Yentl

YentlTiré d’une nouvelle d’Isaac Bashevis Singer, «Yentl, the yeshiva boy», «Yentl» nous entraîne en Pologne au début du siècle dans une communauté juive. Yentl, une jeune fille, vient de perdre son père qu’elle adorait. Révoltée par sa condition de femme au sein de la communauté, elle se fait passer pour un jeune garçon, Anshel, afin d’accéder au savoir, à la connaissance, à l’étude du Talmud : une activité traditionnellement réservée aux garçons… La situation devient rapidement délicate surtout lorsqu’une fille tombe amoureuse d’Anshel, alors que son côté Yentl la fait fortement pencher vers un jeune homme… Barbra Streisand a produit, réalisé, interprété «Yentl». C’est dire si ce film lui tenait à cœur. Si l’ambiance y est très bien reconstituée, il reste que le côté «film musical» peut paraître agaçant. Certains dialogues gagnent à être parlés plutôt que chantés sur des mélodies plus ou moins niaises signées Michel Legrand. Mais cette évocation d’un monde disparu à tout jamais, la communauté juive polonaise entièrement décimée par la guerre, est non seulement intéressante mais troublante.
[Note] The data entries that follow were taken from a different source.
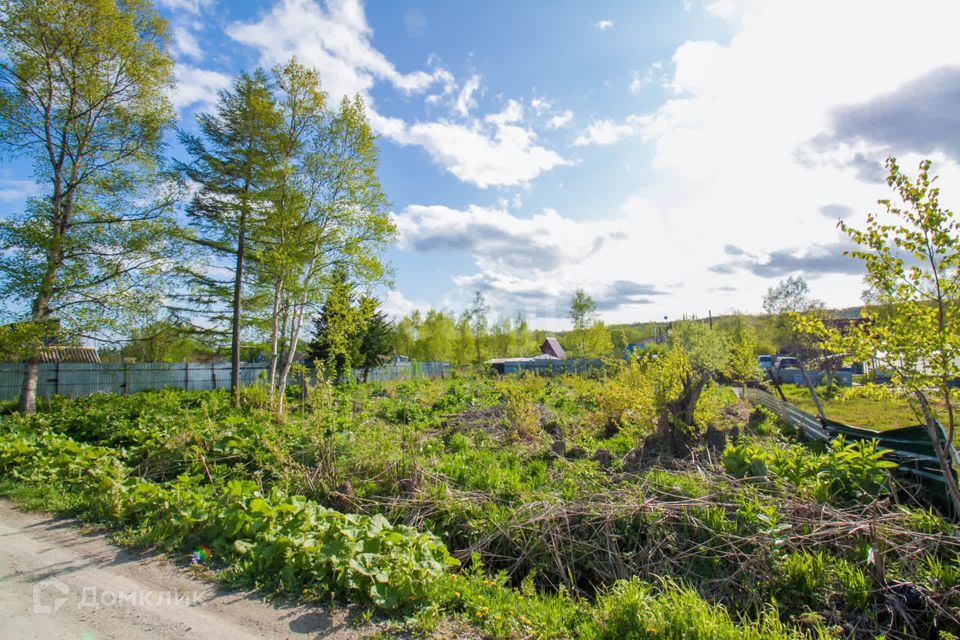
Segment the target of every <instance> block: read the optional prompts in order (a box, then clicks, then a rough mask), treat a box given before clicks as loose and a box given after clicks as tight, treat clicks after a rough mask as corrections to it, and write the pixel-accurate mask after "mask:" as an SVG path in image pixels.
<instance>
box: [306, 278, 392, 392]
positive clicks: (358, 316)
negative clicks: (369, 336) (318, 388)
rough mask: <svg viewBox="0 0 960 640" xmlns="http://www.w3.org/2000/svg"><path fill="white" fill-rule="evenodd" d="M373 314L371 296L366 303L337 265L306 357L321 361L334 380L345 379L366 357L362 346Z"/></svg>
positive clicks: (324, 370) (328, 374)
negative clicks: (362, 344)
mask: <svg viewBox="0 0 960 640" xmlns="http://www.w3.org/2000/svg"><path fill="white" fill-rule="evenodd" d="M373 313H374V309H373V306H372V304H371V301H370V300H369V299H368V300H367V302H366V303H364V301H361V300H359V299H357V294H356V291H355V290H354V286H353V284H352V283H350V282H349V280H348V279H347V272H346V269H343V268H339V267H338V268H335V269H334V274H333V277H332V283H331V285H330V290H329V291H328V292H327V296H326V299H325V300H324V302H323V308H322V309H321V310H320V315H319V316H318V317H317V319H316V321H315V324H314V337H313V340H312V341H311V342H310V344H309V345H308V349H307V357H308V358H309V359H310V360H311V361H313V362H319V363H321V364H322V365H323V371H324V373H325V374H326V375H328V376H330V377H331V378H332V379H333V380H335V381H338V380H346V379H347V378H348V377H349V375H350V374H352V367H353V365H354V364H357V363H358V361H359V360H360V359H361V357H363V356H361V353H360V349H361V346H362V343H363V339H364V336H365V335H366V332H367V323H368V322H369V320H370V319H371V317H372V316H373ZM374 358H375V356H374Z"/></svg>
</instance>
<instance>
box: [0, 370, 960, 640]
mask: <svg viewBox="0 0 960 640" xmlns="http://www.w3.org/2000/svg"><path fill="white" fill-rule="evenodd" d="M658 360H661V359H660V358H654V359H650V360H649V361H648V362H637V363H634V364H630V365H627V364H624V365H622V366H617V367H614V368H611V369H607V370H606V371H604V372H598V373H597V374H596V376H595V377H593V378H582V377H574V376H561V377H553V378H541V377H522V378H514V379H504V380H500V381H497V380H486V379H473V378H457V379H453V380H447V381H425V380H417V381H410V382H402V383H391V384H367V385H357V386H342V387H333V386H331V385H329V384H322V385H320V386H318V387H315V388H313V389H311V392H310V393H309V394H308V398H309V399H308V400H307V403H306V404H304V405H303V406H297V407H296V411H292V412H291V414H290V415H289V417H288V419H287V420H286V421H283V422H277V421H276V420H274V419H273V417H272V415H271V414H270V413H269V412H268V410H267V408H268V407H269V402H268V400H267V399H266V398H259V397H258V396H257V394H258V393H262V392H259V391H257V390H256V389H251V390H248V391H247V392H246V394H247V395H246V397H245V402H244V408H242V409H237V408H234V407H233V406H232V403H231V401H230V398H229V396H228V395H227V394H225V393H216V392H213V393H211V392H207V393H185V392H181V391H173V390H169V391H163V392H151V393H145V394H138V395H135V396H129V397H106V396H94V397H88V398H82V399H76V400H60V399H58V400H55V401H54V402H53V403H51V405H50V406H49V407H45V408H44V409H45V410H43V411H41V412H40V413H39V414H37V415H36V416H33V417H20V416H16V415H14V416H9V417H6V418H4V419H3V423H2V427H0V474H2V476H3V478H4V484H3V487H4V490H5V492H7V493H8V494H10V495H13V496H14V497H17V496H19V497H20V498H21V499H27V498H29V500H30V501H31V503H32V506H47V507H51V508H57V509H66V510H69V511H72V512H74V513H77V514H79V515H81V516H82V517H85V518H88V519H92V520H96V521H99V522H103V523H106V524H108V525H109V526H112V527H115V528H117V529H118V531H120V538H121V539H123V540H126V541H129V542H131V543H135V544H140V545H150V546H157V547H160V548H163V549H165V550H168V551H170V552H172V553H174V554H184V556H182V557H185V556H186V554H188V553H189V552H190V551H193V550H195V549H196V548H198V546H204V547H208V548H209V549H210V551H211V554H210V555H211V558H212V566H213V567H214V568H215V569H217V570H218V575H219V576H220V577H221V579H223V580H226V581H227V582H228V583H232V584H244V585H253V586H256V587H258V588H260V589H263V590H264V591H266V592H269V593H285V594H289V595H292V596H295V597H298V598H306V599H308V600H321V599H329V598H331V597H333V598H338V599H345V600H350V601H355V602H362V603H366V604H367V605H368V606H371V607H376V608H378V609H381V610H383V611H385V612H387V613H390V614H391V616H393V615H396V614H398V613H399V612H400V611H404V612H406V613H405V615H402V616H398V617H396V618H395V619H396V620H398V621H399V620H404V621H405V622H396V623H391V624H392V626H388V629H389V628H396V629H399V628H405V627H407V626H408V625H409V624H412V625H414V628H416V629H419V630H420V631H421V632H422V631H429V630H431V629H434V628H440V627H442V626H443V625H446V624H448V621H449V619H450V618H455V619H460V620H461V624H463V623H469V624H470V625H472V626H474V627H476V628H478V629H479V630H480V631H481V632H482V633H484V634H486V635H489V636H492V637H504V638H506V637H511V638H512V637H517V638H519V637H543V638H564V637H571V636H573V637H582V638H621V637H628V638H629V637H634V638H675V637H682V636H683V634H684V633H685V634H686V636H685V637H699V638H716V637H729V638H785V637H833V636H836V637H863V638H867V637H871V638H872V637H874V636H876V635H879V634H884V635H886V636H887V637H890V638H894V637H917V636H918V635H921V636H930V634H933V637H936V634H937V633H939V632H940V631H948V632H952V633H957V631H960V628H958V621H957V616H956V608H957V607H958V606H960V586H958V584H957V576H958V574H960V564H958V562H960V557H958V554H960V542H958V539H957V537H956V530H955V528H954V526H953V525H951V524H950V523H949V522H948V521H946V520H944V519H943V518H941V517H940V516H938V515H936V514H935V513H933V512H931V511H929V510H926V509H923V508H921V507H920V506H918V505H917V504H915V503H913V502H911V499H910V497H909V495H910V488H909V487H904V486H902V485H901V484H899V481H898V480H897V479H896V478H894V477H893V476H891V475H890V474H889V472H888V467H889V463H887V462H886V461H885V460H884V455H883V452H882V451H877V450H876V449H873V448H871V447H870V446H868V445H867V446H861V445H847V444H843V443H840V444H838V445H836V446H835V447H833V448H831V449H828V450H826V451H817V450H814V449H811V448H810V447H808V446H807V445H805V444H802V443H799V442H794V441H792V440H791V439H790V438H789V437H788V436H785V435H783V434H782V433H781V432H780V429H779V427H778V425H777V424H776V423H775V421H773V420H772V418H771V417H770V416H768V415H765V414H764V413H763V412H755V413H753V414H750V413H749V411H748V410H747V409H746V408H745V407H743V406H741V405H740V404H739V403H737V402H736V399H735V397H734V396H733V395H732V394H731V393H730V392H729V390H728V389H726V388H724V387H722V386H720V385H718V384H717V383H711V384H710V385H708V386H707V387H706V389H705V390H704V391H703V393H702V396H701V400H700V402H699V403H698V406H697V410H696V412H695V419H694V424H692V425H689V426H690V438H689V440H688V441H687V446H686V448H685V450H684V451H683V452H681V453H676V452H673V451H672V448H671V446H670V442H669V439H668V438H666V437H665V436H664V435H663V434H662V433H658V420H659V416H660V412H661V410H662V409H663V407H664V406H665V405H666V404H669V403H670V401H671V399H675V397H676V395H671V394H676V393H678V392H679V388H680V386H679V383H678V384H675V385H674V386H671V384H670V383H669V382H670V380H671V379H672V378H673V377H675V376H676V372H675V371H674V370H673V369H672V368H667V367H661V368H658V365H657V361H658ZM294 392H296V396H297V397H300V394H299V390H292V391H291V394H293V393H294ZM258 402H261V403H262V406H263V407H264V408H263V409H257V408H256V405H257V403H258ZM349 514H355V515H349ZM391 523H392V524H391ZM431 532H432V533H431ZM458 563H459V565H460V567H459V568H457V564H458Z"/></svg>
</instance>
Sans compter l’immense talent de Barbra Streisand.

BrubakerBrubaker

Nommé directeur de prison, Henry Brubaker (alias Robert Redford) imagine une façon peu banale d’entrer dans l’établissement : il se fait passer pour un détenu. Traité comme tel par les gardiens et par les autres prisonniers, il découvre d’emblée la sordide réalité du pénitencier qu’il est chargé d’assainir. Non seulement les brimades, les vols, les sévices et les exactions des gardiens corrompus sont monnaie courante à l’abri de ces murs, mais Brubaker découvre bientôt, grâce aux révélations d’un vieux Noir, qu’il existe un véritable charnier à l’intérieur de la prison. Deux cents hommes ont été assassinés et enterrés là… Naturellement, le beau et courageux Brubaker va mettre bon ordre à ce scandale. Ce ne sera pas sans mal, car tout le monde a intérêt à ne pas faire de vagues, surtout les politiciens de Washington. Voici un genre de films typiquement américain : un héros idéaliste lutte contre tous, et réussit à changer l’ordre des choses. Quand on sait que l’histoire d’Henry Brubaker est entièrement véridique, le film de Stuart Rosenberg n’en prend que plus de force. Il se regarde, c’est le cas de le dire, comme un vrai policier.